Figure 3. MiR-30 inhibits vascular smooth muscle cell proliferation.

miR-30e mimic (0.2 pmol) was eletroporated into cultured vascular smooth muscle cells (50,000). (a) Cell numbers were counted at 24 h, 48 h and 72 h post eletroporation to monitor cell growth and proliferation. (b) The level of miR-30 family members was tested using qPCR 72 h after eletroporation. (c) Cell lysates were immnuoblotting for PCNA and GAPDH and quantified data were normalized over GAPDH. Values shown are mean±S.E.M., n = 3 pairs and *p < 0.05 ***p < 0.001 analyzed by two-way ANOVA.

Figure 4. Overexpression of CaMKIIδ partially rescues VSM proliferation inhibition by miR-30e.

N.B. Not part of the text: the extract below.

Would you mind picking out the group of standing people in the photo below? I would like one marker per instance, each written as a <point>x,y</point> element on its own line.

Cultured VSM cells were eletroporated with scrambled miRNA or miR-30e mimic (0.2 pmol) and after 24 h, adeno-virus encoding CaMKIIδ2HA or GFP (2.5 MOI) was utilized to infect electroporated VSM cells for CaMKIIδ rescue. (a) Cell lysates were analyzed at 48 h and 72 h post eletroporation by western blot using specific antibodies for CaMKIIδ and GAPDH. Quantified data were normalized over GAPDH. (b) VSM Cell growth were examined by counting cell number 24 h, 48 h, and 72 h post electroporation. Values are shown as mean ± S.E.M., n = 3 and *p < 0.05, **p < 0.01 ***p < 0.001 analyzed by two-way ANOVA.

Figure 5. Overexpression of miR-30c prevents injury induced increase of CaMKIIδ and attenuates neointima formation.

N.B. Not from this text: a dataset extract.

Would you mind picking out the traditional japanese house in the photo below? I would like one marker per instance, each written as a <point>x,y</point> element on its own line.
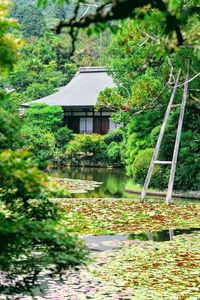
<point>78,99</point>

Rat carotid artery was balloon injured and locally infected with lentivirus encoding GFP and miR-30c. After 14 days, immunoblotting and histochemistry were employed for protein and morphology analysis. (a) The protein level of CaMKIIδ, calponin, GFP and β-actin was tested in uninjured and injured carotid arteries. Quantified data were normalized over β-actin and shown as mean ± S.E.M., n = 3. *p < 0.05 by paired t-test comparing CaMKIIδ expression between injured (IN) and uninjured (UN) arteries. (b) Injured carotid artery was fixed followed with sectioning (8μm) and staining with hematoxylin and eosin. The areas of medial layer and neointima were measured and quantified. Data shown are the ratio of neointima over medial layer, and presented as mean ± S.E.M., n = 3. ** indicates p < 0.01 by unpaired t-test.